Abirpothi

Francoise Gilot, a Writer, Artist, and Former Lover of Pablo Picasso, Passes Away at 101

Pratiksha Shome

Francoise Gilot, who rose above her companion Pablo Picasso’s shadow to find success as a stand-alone artist, passed away at the age of 101. A talented painter, Gilot also published a best-selling memoir in 1964 that chronicled her turbulent relationship with the Spanish modern art titan. She spoke of the “hell” of being Picasso’s mistress and inspiration for his art. Gilot was referred to as “one of the most striking artists of her generation” by France’s Minister of Culture, Rima Abdul Malak.

Malak remarked that because of how bright and motivating she was, her “disappearance plunges the world of art into great sadness.” Arianna Huffington, the creator of the Huffington Post and a biographer of Pablo Picasso, commended Gilot for “the insights, love, and wisdom you brought into my life.”

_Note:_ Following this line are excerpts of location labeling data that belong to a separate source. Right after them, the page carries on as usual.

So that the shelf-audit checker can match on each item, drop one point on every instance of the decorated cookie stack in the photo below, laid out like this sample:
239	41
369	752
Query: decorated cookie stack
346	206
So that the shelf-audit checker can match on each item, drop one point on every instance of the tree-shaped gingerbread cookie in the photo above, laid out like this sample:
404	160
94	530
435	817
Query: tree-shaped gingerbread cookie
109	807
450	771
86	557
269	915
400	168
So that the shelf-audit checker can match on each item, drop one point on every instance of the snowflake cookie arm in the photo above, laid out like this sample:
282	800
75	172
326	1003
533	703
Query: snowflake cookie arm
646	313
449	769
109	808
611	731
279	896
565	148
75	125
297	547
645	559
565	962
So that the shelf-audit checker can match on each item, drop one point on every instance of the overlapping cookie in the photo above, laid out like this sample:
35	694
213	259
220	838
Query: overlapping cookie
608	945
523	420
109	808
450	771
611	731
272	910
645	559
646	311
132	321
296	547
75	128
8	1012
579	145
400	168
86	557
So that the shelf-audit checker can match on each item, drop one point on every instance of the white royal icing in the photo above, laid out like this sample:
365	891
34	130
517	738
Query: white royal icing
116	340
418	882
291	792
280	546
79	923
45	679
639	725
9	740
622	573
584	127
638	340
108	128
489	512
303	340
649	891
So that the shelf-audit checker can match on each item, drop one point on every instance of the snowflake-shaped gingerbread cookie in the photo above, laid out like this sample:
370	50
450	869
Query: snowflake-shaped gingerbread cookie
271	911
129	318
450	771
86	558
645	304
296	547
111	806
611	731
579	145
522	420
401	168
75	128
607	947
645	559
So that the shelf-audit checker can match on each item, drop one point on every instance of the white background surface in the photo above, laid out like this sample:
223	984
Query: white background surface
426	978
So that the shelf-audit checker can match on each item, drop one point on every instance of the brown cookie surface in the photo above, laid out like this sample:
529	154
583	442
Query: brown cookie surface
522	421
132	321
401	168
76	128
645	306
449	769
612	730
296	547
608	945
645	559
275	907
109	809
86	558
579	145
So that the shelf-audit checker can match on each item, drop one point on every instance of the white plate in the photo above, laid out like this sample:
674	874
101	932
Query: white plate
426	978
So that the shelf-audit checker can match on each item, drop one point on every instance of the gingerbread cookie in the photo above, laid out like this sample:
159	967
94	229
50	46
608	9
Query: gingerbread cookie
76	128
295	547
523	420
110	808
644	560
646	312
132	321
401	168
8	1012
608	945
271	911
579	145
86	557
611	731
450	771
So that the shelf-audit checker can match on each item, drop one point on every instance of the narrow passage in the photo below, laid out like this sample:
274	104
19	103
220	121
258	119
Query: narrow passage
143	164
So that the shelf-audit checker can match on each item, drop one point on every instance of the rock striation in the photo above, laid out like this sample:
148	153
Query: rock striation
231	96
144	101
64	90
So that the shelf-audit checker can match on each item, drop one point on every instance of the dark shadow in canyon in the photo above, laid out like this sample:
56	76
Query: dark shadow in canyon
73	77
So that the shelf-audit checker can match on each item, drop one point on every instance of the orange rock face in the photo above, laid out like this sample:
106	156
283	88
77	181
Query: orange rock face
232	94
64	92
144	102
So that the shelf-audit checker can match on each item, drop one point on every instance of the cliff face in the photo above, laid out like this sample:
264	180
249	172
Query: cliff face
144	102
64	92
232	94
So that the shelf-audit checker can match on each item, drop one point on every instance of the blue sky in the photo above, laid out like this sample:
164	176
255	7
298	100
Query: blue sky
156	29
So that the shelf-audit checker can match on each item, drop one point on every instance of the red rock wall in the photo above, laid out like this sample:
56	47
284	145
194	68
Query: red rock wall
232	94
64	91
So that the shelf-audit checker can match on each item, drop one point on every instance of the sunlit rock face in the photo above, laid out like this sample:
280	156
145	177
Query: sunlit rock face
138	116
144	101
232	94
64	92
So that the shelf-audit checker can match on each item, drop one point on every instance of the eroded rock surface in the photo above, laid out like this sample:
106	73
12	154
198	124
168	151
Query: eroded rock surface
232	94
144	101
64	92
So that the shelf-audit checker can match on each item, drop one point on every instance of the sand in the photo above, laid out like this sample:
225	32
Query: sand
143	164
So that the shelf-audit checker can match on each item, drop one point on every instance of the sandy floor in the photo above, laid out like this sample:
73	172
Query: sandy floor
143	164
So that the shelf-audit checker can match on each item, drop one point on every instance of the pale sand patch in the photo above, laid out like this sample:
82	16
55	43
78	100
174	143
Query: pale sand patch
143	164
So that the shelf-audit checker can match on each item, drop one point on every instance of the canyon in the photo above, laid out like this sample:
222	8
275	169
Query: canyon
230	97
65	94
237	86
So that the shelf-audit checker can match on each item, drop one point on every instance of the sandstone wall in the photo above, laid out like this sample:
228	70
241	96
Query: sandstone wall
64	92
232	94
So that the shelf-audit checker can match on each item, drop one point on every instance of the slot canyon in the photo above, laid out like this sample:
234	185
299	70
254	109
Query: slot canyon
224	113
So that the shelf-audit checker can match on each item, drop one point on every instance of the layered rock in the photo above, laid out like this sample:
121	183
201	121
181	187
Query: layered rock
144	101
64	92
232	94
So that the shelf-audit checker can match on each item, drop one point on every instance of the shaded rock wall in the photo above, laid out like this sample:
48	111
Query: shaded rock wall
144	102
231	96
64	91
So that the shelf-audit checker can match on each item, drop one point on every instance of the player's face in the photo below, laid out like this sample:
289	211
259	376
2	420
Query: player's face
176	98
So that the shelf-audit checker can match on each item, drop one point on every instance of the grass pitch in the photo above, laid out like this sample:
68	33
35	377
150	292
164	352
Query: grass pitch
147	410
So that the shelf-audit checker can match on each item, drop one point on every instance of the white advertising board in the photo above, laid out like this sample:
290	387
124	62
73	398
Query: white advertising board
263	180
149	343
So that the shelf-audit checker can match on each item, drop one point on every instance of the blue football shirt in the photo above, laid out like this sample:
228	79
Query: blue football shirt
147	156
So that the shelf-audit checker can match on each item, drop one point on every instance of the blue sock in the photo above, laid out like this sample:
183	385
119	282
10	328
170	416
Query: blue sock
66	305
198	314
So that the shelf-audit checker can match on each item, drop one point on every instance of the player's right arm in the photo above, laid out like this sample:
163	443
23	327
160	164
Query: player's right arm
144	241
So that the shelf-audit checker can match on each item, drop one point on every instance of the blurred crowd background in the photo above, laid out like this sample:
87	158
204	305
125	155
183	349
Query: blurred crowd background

Gilot, who was born in 1921 in a suburb of Paris to a merchant father and a watercolour artist mother, opened her first workshop in her grandmother’s home. Her father, who was apprehensive about her becoming an artist, insisted that she study philosophy, law, and English. But in secret, she continued to paint.

She was briefly detained for taking part in an anti-Nazi demonstration beneath the Arc de Triomphe while she was residing in occupied Paris during World War Two. She had a romantic and professional relationship with the married Picasso, who was 40 years older than she was, when they first met at the age of 21 in a restaurant.They had two children together for the better part of a decade before she left him.

Pablo was Gilot’s greatest love, but you had to take precautions to keep oneself safe, she stated in Janet Hawley’s Artists in Conversation from 2021. “I did. I escaped before I perished. The Spaniard failed in his attempts to stop her from publishing her honest book, Life with Picasso, and to sever all ties with Gilot and their two kids, Claude and Paloma.

The book served as the basis for the 1996 movie of the same name, which starred Natascha McElhone as Gilot and Anthony Hopkins as Picasso. Despite Picasso allegedly pressuring galleries to stop exhibiting her work, Gilot persisted in doing so, and as a result, her pieces are now held in collections like the Centre Pompidou in Paris, the Metropolitan Museum of Art, and the Museum of Modern Art in New York.

A 1965 photograph of her daughter Paloma à la Guitare that was auctioned off in 2021 fetched $1.3 million (£1 million). She eventually relocated to the US, got married twice, notably to Jonas Salk, the inventor of the US polio vaccine, had another child, and took on the role of chairwoman of the fine arts department at the University of Southern California. Gilot, who was 96 at the time and was an avid traveller and artist, published a collection of sketches from journeys to India, Senegal, and Venice in 2018.